Dot Wordsworth

Brain fade

It’s part of a fairly long tradition (although the OED still doesn’t have ‘brain fart’)

issue 06 June 2015

‘Aa-aah,’ groaned my husband, ‘we fade to grey.’ He had never been much of a Young Romantic, even when Visage was vigorous. I had merely told him that Oxford Dictionaries have added to their online collection the phrase brain fade.

In April, when David Cameron said that he supported West Ham, having previously assured the world he followed Aston Villa, he excused himself by saying: ‘I had what Natalie Bennett described as a brain fade.’ What Ms Bennett had said, after a grim radio interview in which she could not explain Green party policies, was: ‘One can have a mental brain fade on these things.’ I suppose it may be possible to have a brain fade that is not ‘mental’ — if the grey matter becomes a physically lighter shade — but the mental aspect is generally the focus.

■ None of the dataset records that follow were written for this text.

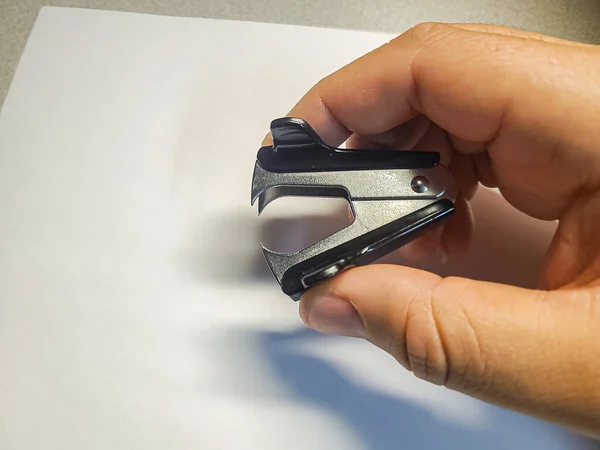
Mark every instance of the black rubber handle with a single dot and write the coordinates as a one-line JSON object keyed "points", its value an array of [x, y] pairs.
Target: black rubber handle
{"points": [[297, 148], [380, 242]]}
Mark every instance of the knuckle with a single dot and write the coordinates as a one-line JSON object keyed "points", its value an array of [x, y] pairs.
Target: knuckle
{"points": [[466, 359], [427, 33], [423, 347]]}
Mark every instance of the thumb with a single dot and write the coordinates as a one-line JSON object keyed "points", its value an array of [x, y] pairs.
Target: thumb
{"points": [[537, 352]]}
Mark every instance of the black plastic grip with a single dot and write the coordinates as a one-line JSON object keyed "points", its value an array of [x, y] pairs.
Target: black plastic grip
{"points": [[378, 242], [297, 148]]}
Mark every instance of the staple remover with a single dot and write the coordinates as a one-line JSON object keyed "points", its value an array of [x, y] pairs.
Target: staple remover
{"points": [[394, 196]]}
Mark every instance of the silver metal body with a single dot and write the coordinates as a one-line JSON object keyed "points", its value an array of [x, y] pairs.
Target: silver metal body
{"points": [[376, 198]]}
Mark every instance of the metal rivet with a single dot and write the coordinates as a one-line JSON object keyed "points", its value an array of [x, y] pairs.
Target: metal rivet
{"points": [[419, 184]]}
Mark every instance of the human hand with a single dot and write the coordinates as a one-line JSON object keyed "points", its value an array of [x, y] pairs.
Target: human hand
{"points": [[507, 109]]}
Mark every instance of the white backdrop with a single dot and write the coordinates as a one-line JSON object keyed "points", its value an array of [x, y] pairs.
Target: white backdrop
{"points": [[135, 308]]}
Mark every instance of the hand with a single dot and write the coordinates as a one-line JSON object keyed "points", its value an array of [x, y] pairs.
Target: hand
{"points": [[507, 109]]}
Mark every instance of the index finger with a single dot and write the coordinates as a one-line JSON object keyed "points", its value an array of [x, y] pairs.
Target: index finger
{"points": [[470, 83]]}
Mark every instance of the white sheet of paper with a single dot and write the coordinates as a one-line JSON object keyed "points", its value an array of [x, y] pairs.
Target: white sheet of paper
{"points": [[135, 307]]}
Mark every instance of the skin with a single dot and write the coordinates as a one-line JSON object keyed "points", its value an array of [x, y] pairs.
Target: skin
{"points": [[507, 109]]}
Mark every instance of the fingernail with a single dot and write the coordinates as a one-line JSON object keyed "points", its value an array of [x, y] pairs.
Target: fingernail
{"points": [[333, 315]]}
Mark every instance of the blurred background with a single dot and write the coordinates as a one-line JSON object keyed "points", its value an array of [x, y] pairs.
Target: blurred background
{"points": [[127, 372], [568, 19]]}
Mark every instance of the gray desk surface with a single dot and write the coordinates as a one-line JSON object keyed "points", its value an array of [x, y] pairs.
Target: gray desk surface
{"points": [[570, 19]]}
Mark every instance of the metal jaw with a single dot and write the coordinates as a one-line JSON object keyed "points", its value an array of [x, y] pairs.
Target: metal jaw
{"points": [[395, 196]]}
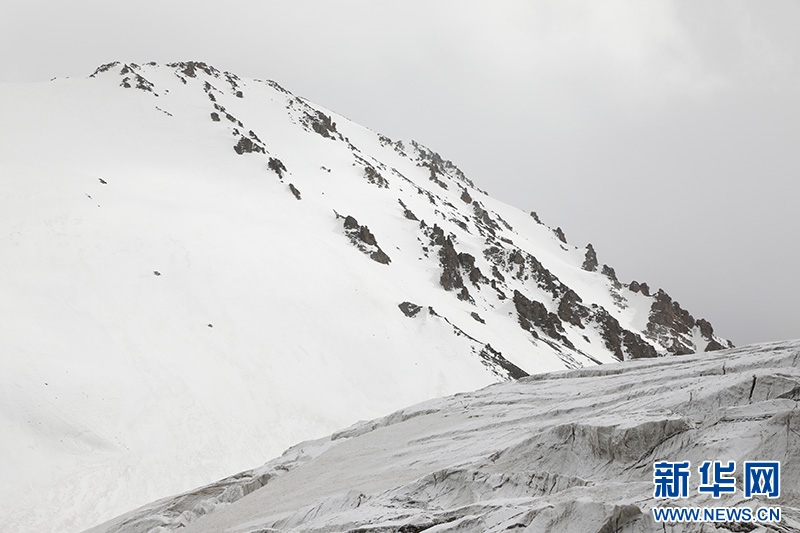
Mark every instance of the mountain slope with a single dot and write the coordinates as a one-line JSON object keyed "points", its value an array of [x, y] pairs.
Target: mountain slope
{"points": [[199, 270], [567, 451]]}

I suspect that brain fade has been more commonly used in Australia, Natalie Bennett’s native home. In 2012 Brock ‘Chooka’ McLean, an Australian rules footballer, tweeted to a critic: ‘Your mum has given me Aids.’ It earned him a $5,000 fine and a place in the Australian newspaper’s Top Ten Brain Fades.

Fade has a misleadingly modern air. Happy in Death of a Salesman says: ‘If I’m going to take a fade the boss can call any number where I’m supposed to be and they’ll swear to him that I just left.’ But 101 years earlier, Thackeray had written in Vanity Fair: ‘Florence Scape, Fanny Scape, and their mother faded away to Boulogne.’

Fading has been auditory too since as early as 1878, when a book, The Speaking Telephone, referred to fading out. But the word derives, via French, from the Latin vapidum, ‘insipid’. It has been applied to colours in English since the 14th century.